Em 2020, só 53% das vagas do Fies foram preenchidas. Em 2022, isso pode piorar. Vagas de cursos com menores notas de corte, como as licenciaturas, podem ficar ociosas.

Alexandre Retamal, presidente da Associação dos Servidores do Inep, falou que “isto deve trazer impactos negativos”. “Jovens que deixam de fazer o Enem ou que adiam a prova, acabam com piores salários e piores condições de trabalho”.

Daniel Cara, professor que foi coordenador da Campanha Nacional pelo Direito à Educação, lembrou que o sistema de acesso ao ensino superior está em crise. Para ele, com a redução dos inscritos, “corremos o risco de entrar em colapso, pois podemos ter vagas não preenchidas no acesso à universidade, que ainda é um privilégio”.

Frei Davi apontou que “às próprias universidades terão turmas esvaziadas ao longo dos anos, outro problema que precisamos discutir urgentemente, especialmente em cursos como as licenciaturas, algo essencial para termos uma educação verdadeiramente desenvolvida e valorizada”.

Histórico do Enem

O Enem foi criado em 1998, como um exame de autoavaliação do aluno. Era uma prova com 63 questões, bem menos complexa que a avaliação atual, e uma redação.

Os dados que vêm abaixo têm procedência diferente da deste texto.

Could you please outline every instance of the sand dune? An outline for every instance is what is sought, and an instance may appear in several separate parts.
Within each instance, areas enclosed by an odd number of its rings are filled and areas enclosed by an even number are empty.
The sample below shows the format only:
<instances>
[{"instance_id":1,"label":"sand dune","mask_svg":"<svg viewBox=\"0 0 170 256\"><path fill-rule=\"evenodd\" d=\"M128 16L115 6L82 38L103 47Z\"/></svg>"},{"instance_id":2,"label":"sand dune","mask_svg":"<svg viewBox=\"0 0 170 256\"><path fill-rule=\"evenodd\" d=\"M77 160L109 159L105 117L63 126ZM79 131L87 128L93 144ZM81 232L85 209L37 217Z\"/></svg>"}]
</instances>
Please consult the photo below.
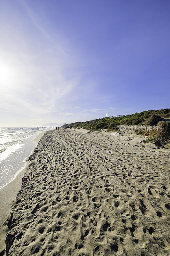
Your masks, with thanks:
<instances>
[{"instance_id":1,"label":"sand dune","mask_svg":"<svg viewBox=\"0 0 170 256\"><path fill-rule=\"evenodd\" d=\"M41 138L8 221L7 254L169 255L169 151L87 132Z\"/></svg>"}]
</instances>

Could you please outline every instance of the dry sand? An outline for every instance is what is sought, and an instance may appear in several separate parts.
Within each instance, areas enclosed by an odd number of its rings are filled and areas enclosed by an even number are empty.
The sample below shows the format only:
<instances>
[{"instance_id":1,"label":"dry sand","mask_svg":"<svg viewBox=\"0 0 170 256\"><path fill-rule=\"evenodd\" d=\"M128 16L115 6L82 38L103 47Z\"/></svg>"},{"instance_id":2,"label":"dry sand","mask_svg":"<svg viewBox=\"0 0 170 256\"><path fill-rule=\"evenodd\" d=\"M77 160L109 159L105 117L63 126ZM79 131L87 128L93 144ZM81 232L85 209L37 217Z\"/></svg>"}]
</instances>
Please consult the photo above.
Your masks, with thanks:
<instances>
[{"instance_id":1,"label":"dry sand","mask_svg":"<svg viewBox=\"0 0 170 256\"><path fill-rule=\"evenodd\" d=\"M169 150L88 132L42 137L8 221L8 255L169 255Z\"/></svg>"}]
</instances>

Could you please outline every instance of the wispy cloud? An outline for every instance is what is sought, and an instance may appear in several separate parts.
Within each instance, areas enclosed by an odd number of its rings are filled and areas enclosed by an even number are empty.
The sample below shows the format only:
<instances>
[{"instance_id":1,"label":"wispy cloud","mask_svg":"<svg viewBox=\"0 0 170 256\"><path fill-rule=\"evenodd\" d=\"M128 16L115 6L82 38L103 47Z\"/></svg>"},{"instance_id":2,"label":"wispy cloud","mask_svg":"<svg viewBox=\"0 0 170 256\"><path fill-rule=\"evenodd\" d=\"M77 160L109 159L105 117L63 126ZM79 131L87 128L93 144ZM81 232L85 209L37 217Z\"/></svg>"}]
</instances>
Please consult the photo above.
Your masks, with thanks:
<instances>
[{"instance_id":1,"label":"wispy cloud","mask_svg":"<svg viewBox=\"0 0 170 256\"><path fill-rule=\"evenodd\" d=\"M102 112L105 110L105 109L86 109L83 110L84 111L90 111L91 112L95 112L96 113L100 113L100 112Z\"/></svg>"},{"instance_id":2,"label":"wispy cloud","mask_svg":"<svg viewBox=\"0 0 170 256\"><path fill-rule=\"evenodd\" d=\"M79 113L59 113L58 115L62 116L86 116L88 115L88 114L82 114Z\"/></svg>"}]
</instances>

Em 2001, iniciou uma política de isenções, o que elevou as inscrições, na época, para mais de 1,6 milhão de alunos. Naquele ano, 82% dos inscritos receberam isenção.

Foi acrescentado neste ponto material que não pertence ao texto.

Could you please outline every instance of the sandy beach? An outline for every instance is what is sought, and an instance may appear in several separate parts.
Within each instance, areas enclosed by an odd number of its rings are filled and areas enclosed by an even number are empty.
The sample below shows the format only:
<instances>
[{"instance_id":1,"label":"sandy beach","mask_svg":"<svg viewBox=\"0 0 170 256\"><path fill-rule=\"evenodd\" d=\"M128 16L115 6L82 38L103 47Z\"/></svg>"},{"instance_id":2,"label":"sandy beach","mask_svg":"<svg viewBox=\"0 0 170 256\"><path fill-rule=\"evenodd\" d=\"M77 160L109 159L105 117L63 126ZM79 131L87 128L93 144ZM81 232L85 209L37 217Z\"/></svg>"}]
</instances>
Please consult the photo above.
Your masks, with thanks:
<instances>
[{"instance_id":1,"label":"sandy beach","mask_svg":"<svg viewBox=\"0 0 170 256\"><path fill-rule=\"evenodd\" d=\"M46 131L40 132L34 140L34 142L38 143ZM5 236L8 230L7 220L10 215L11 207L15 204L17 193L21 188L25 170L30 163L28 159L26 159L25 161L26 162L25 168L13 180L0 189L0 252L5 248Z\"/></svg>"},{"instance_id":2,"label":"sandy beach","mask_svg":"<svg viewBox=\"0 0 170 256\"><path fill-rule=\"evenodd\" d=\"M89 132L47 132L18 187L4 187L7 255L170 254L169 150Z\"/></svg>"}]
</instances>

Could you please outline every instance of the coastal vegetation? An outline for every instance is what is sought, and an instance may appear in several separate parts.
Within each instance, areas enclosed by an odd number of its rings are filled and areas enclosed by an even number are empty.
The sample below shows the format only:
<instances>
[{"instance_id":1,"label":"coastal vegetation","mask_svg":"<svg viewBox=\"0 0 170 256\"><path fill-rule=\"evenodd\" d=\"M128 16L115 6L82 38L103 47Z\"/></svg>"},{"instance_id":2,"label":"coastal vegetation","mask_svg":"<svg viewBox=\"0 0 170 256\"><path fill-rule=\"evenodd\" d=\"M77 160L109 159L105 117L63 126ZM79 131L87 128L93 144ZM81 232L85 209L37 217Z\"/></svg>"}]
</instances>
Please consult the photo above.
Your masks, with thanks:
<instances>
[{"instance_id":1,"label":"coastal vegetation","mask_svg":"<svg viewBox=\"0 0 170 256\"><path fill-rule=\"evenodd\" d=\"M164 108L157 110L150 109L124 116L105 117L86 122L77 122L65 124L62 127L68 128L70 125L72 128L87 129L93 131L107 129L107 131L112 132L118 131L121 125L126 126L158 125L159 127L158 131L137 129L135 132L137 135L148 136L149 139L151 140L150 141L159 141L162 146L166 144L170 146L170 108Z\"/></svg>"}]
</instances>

Com a criação do Prouni, em 2004, já utilizando a nota do Enem para seleção, o número passou a ser de 3 milhões de inscritos.

Uma reformulação em 2009 transformou o Enem em uma prova com 180 questões e uma redação. Foi quando começou a ser usado como seleção para universidades públicas.

Em meio à pandemia, o Enem teve 2,7 milhões de inscrições a menos. No mínimo, 900 mil pessoas, que deixaram de pagar os boletos de inscrição, mais cerca de 400 mil pessoas, para as quais não foi concedida a carência.

Na Justiça Federal, tramita um processo, aberto pela Defensoria Pública da União, pedindo que o MEC seja obrigado a mudar a política de isenções. Na audiência de tentativa conciliação, o Inep disse que isso causaria prejuízos ao erário e ao calendário do exame.

Em 2020, cada inscrito para o Enem presencial custou R$ 120. Os inscritos para a prova digital custaram cerca de R$ 375 por aluno. A redução dos inscritos deve deixar de onerar o Inep em, pelo menos, R$ 300 milhões.